Chacun des récits de la fratrie insiste sur cette perception de la ville et de la société comme cadre étouffant. Il faut alors partir pour conjurer le sort, pour mimer ceux qui les ont précédés ou pour ne pas commettre la même erreur que ceux qui sont restés.                                                                                                                 

Rester comme acte de résistance

Quand le lieu qu’on connaît change progressivement sous nos yeux, y rester devient le seul moyen de l’empêcher de disparaître complètement. C’est du moins ce dont est convaincue Antoine.

“Des cubes de bétons qui sortent pour loger cent familles à la fois’’, des usines qui ferment les unes après les autres car la banane et le rhum antillais sont de moins rentables, aux des départs de plus en plus fréquents vers la métropole à travers le Bumidom*, Antoine observe avec beaucoup d’inquiétude la transformation de son île. Néanmoins, les nombreux récits d’échecs d’exilés et son refus d’abandonner ce qu’elle a construit la poussent à rester.

L’auteure met en avant plusieurs procédés que le personnage met en œuvre pour résister avant de se résoudre à l’exil. Après le constat d’une Guadeloupe qui tombe en désuétude, Antoine invoque d’abord une force externe spirituelle pour trouver de la ressource pour combattre et ne pas être une victime de plus de ces bouleversements. Elle se repli ensuite sur elle-même, communique avec les saints et les morts dans le but de s’évader mentalement pour trouver son lieu intérieur à défaut de se reconnaître dans le lieu habité. Mais comme Petit-frère, Lucinde et bien d’autres, Antoine finit par déposer les armes de la résistance pour céder à l’appel du lointain.

“J’avais le sentiment de connaître mon île par cœur. Je ne voulais plus accepter ses champs de malheurs et de contradictions. Je ne voulais plus me réveiller en sursaut et transformer ma tête en soufrière.”

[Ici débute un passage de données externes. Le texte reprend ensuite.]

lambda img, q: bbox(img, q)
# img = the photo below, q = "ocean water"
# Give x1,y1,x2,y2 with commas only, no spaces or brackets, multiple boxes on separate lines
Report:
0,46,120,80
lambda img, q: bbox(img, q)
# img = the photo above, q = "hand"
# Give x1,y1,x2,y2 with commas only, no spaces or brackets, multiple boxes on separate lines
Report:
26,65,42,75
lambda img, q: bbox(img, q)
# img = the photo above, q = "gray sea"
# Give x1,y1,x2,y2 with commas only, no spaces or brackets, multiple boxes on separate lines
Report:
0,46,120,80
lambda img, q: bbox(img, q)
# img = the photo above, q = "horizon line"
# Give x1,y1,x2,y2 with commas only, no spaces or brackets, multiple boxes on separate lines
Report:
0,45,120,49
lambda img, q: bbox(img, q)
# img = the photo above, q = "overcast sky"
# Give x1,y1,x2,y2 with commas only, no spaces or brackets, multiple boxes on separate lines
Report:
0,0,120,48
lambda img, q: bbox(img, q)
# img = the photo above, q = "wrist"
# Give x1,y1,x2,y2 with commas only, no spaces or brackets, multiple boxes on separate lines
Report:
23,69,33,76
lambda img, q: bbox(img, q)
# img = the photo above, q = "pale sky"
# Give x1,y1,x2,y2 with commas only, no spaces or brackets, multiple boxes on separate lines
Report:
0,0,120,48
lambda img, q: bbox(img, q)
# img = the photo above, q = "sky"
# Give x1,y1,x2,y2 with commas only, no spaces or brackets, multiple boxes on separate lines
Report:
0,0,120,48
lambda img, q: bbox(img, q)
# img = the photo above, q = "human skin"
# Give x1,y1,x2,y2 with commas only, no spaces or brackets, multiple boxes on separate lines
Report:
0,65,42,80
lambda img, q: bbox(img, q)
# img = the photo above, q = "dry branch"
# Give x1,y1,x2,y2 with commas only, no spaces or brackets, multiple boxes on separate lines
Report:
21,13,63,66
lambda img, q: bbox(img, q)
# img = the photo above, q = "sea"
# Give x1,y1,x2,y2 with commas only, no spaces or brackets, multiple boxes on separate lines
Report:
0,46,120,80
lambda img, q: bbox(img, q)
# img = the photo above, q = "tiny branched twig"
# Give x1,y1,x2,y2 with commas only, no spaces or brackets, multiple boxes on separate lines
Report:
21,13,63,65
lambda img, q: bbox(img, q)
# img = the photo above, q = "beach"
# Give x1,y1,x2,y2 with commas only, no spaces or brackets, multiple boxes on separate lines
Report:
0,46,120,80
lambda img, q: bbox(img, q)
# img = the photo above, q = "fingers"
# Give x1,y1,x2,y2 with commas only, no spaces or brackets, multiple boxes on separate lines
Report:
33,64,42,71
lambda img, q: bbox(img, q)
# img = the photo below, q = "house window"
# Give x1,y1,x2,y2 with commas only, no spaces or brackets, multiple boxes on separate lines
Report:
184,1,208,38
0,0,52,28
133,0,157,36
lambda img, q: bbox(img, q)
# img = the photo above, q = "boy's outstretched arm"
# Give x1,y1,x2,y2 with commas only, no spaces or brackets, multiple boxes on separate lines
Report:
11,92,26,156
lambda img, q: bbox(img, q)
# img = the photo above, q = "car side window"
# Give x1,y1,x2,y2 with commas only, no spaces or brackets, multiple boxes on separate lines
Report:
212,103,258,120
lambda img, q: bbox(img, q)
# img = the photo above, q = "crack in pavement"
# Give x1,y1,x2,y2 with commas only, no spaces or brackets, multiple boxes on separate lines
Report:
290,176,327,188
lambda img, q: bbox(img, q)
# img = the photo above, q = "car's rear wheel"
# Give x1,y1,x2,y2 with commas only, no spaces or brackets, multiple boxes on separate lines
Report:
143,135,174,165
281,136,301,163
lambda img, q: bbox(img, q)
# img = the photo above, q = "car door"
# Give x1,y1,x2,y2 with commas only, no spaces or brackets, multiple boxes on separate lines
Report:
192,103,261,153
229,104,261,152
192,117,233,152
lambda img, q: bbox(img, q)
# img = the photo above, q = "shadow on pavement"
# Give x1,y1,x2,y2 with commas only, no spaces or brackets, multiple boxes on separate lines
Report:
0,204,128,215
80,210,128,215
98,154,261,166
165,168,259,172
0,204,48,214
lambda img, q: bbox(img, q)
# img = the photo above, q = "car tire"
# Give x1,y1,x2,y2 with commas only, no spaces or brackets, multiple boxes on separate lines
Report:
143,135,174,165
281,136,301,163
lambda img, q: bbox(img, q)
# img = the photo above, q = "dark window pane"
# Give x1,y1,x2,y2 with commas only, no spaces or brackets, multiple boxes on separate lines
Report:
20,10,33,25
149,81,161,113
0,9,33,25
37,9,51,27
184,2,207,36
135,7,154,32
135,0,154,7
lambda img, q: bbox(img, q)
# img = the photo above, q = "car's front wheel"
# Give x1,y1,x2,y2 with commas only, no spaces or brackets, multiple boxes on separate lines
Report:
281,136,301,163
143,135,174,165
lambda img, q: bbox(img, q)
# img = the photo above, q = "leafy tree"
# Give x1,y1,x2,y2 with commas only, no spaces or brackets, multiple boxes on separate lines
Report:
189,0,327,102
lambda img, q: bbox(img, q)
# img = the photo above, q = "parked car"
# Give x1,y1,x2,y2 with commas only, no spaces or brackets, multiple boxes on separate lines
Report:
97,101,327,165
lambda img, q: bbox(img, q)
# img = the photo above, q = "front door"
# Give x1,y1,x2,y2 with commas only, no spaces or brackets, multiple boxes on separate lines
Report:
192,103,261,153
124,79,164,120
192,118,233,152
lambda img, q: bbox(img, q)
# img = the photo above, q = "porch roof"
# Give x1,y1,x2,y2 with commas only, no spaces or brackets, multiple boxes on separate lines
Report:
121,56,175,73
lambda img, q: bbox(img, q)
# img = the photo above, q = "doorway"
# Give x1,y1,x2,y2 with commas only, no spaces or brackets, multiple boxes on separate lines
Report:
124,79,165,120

“Là où les chiens aboient par la queue” est une expression créole désignant un lieu complètement égaré. Un endroit si coupé du reste du monde que l’on oublie ceux qui y vivent même s’ils tentent de se faire entendre. On comprend à travers les récits de la fratrie Ezechiel que cette expression pourrait tout autant caractériser leur village natal de Morne-Galant, que les faubourgs de Pointe-à-Pitre ou certaines banlieues populaires de la métropole. Chaque personnage en quête de liberté, s’engage dans un labyrinthe mais se retrouve au bout du compte enfermé peu importe l’issue trouvée. Finalement, comme le recommande Antoine à sa nièce, la seule manière de se consoler de cette quête souvent peu fructueuse, est de créer dans les lieux où l’on s’ancre, “son propre jardin créole” qu’il soit spirituel ou physique, pour garder le souvenir du lointain au fond de soi mais aussi pour reprendre le contrôle de son existence ne serait-ce que sur un petit bout d’espace.

Yacine Simporé

Bureau pour le développement des migrations dans les départements d’outre-mer: organisme public français existant entre 1963 et 1981 pour accompagner l’émigration des habitants des départements d’outre-mer vers la France métropolitaine.